The Town of Tyrone seemed to come out on top with the recent ruling in U.S. District Court over a 2007 complaint filed by Dick Shelley over he said were unfair and illegal zoning practices. But Shelley claimed victory, saying Judge Jack T. Camp’s ruling centered on only 1 of the 12 counts. Shelley said the remaining 11 counts are eligible to be heard in state court where the claim originated.

Shelley originally filed the state court suit against the town, its administrative staff, the mayor and council and planning commission over what he maintains was unfair and illegal treatment in zoning and other issues relating to his rental property located at 117-119 Palmetto Tyrone Road.

The 12-count suit alleged that the town violated Shelley’s rights and those of two relatives when a 2004 text amendment to the zoning ordinance deleted all allowable uses in the C-2 (Commercial) zoning district that were previously applicable to his 20,200 square-foot business rental property.
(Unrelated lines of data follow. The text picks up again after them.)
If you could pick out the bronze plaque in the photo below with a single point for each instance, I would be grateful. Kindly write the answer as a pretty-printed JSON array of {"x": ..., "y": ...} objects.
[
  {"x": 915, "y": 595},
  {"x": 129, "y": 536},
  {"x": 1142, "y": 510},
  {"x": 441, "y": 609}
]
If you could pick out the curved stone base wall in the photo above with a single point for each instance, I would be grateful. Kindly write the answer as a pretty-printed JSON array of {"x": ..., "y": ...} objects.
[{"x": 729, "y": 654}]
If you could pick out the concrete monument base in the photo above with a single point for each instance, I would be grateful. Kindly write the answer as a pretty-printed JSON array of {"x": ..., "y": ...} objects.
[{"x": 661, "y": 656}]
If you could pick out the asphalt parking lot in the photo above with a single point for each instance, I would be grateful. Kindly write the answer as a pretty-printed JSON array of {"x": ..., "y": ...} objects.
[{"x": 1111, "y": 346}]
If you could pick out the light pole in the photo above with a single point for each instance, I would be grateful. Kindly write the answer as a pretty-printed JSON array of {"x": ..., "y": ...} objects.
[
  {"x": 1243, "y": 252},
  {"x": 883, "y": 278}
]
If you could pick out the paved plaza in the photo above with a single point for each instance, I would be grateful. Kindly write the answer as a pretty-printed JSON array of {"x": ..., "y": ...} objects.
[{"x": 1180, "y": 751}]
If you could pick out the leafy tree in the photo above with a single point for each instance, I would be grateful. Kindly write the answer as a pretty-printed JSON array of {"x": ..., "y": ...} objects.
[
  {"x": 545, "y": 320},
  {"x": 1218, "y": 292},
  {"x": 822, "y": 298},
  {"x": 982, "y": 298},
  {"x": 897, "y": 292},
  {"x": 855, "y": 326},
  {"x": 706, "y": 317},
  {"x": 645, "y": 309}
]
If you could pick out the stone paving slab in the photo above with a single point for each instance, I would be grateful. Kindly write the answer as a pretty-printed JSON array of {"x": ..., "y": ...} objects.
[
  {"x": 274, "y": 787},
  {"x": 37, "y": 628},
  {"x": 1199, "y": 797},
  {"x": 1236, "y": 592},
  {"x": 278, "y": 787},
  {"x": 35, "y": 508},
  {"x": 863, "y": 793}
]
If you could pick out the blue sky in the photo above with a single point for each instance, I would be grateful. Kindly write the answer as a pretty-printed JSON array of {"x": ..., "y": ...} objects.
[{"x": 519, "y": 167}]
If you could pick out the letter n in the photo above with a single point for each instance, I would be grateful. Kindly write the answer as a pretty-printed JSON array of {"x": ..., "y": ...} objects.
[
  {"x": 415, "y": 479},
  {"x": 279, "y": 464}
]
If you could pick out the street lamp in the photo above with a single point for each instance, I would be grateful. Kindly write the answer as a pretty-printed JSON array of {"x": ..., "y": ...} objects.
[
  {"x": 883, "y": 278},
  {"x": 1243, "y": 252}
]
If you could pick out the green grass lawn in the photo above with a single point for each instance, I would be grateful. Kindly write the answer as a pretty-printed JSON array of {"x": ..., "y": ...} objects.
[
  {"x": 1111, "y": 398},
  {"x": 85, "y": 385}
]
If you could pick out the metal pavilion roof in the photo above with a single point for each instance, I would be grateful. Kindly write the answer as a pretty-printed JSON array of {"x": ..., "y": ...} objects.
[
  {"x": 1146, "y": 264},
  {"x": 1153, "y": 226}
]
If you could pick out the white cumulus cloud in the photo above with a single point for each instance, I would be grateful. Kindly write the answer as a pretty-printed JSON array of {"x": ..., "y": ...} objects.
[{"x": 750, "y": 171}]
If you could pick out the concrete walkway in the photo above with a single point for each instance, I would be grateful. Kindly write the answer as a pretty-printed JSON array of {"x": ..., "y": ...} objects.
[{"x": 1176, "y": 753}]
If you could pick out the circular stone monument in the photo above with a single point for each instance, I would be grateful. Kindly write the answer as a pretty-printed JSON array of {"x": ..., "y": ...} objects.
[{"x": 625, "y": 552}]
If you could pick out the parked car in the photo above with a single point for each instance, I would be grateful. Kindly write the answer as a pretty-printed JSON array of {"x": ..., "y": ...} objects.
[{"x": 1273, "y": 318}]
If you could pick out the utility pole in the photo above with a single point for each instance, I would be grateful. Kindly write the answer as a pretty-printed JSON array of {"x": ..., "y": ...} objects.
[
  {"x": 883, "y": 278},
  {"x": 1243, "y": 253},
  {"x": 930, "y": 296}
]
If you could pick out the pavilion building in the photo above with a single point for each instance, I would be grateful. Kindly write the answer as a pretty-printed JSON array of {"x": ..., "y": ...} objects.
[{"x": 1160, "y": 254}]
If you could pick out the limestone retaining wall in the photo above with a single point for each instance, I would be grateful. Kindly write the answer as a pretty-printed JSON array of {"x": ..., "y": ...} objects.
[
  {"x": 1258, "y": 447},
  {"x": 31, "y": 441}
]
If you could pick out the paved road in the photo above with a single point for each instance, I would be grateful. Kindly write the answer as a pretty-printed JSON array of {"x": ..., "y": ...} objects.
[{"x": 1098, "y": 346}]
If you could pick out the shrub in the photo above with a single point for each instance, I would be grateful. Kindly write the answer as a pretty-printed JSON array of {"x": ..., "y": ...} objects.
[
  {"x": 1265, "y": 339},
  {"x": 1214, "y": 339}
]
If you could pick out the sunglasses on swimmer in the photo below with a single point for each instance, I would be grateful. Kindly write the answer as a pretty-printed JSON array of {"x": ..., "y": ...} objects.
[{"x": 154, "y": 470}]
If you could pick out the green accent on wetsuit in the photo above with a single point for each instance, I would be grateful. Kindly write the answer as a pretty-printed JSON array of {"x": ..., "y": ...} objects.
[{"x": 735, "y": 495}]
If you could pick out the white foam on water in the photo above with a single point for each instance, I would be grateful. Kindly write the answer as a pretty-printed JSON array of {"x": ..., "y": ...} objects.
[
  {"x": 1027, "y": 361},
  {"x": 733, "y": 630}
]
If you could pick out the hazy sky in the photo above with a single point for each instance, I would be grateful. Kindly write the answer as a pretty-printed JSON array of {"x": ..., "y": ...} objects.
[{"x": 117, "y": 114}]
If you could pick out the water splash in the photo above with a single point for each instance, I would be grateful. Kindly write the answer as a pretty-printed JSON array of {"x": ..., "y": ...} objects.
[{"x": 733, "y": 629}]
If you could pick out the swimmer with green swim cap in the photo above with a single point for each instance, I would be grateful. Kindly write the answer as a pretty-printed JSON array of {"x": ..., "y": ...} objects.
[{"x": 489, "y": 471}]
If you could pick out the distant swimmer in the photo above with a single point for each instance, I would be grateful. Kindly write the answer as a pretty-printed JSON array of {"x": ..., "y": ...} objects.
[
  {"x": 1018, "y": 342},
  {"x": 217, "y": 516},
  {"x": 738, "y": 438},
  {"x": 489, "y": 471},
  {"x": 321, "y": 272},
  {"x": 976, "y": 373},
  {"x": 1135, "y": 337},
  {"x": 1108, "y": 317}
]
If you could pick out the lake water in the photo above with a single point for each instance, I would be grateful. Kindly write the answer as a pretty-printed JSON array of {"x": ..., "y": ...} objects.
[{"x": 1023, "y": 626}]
The suit stated that the 2004 amendment also grants specific legislative power to the town’s zoning administrator to decide what uses applied to the land. Also at issue was Shelley’s claim that he was, in various ways, caused economic harm, subject to negligent behavior and had his property rights damaged through misrepresentation and deceit. Additionally, the suit claimed civil conspiracy intended to eliminate all lawful businesses and property uses in the downtown area through re-development efforts.

The suit was filed in state court, but was later transferred to federal court.

In his April 6 ruling, Judge Camp said, “Plaintiff (Shelley) filed this action challenging several decisions of the Town of Tyrone and the Tyrone Town Council with regard to zoning and land use. Defendants move for a summary judgment or judgement on the pleadings on Plaintiff’s federal constitutional claims on the grounds that those claims are not ripe for adjudication. The Court finds that Plaintiff does not present a justiciable case or controversy as required for jurisdiction... Accordingly, the Court grants Defendants’ motion for judgment on the pleadings and partial summary judgment and denies Plaintiff’s motion for declaratory judgment. The Court denies as moot the other pending motions.”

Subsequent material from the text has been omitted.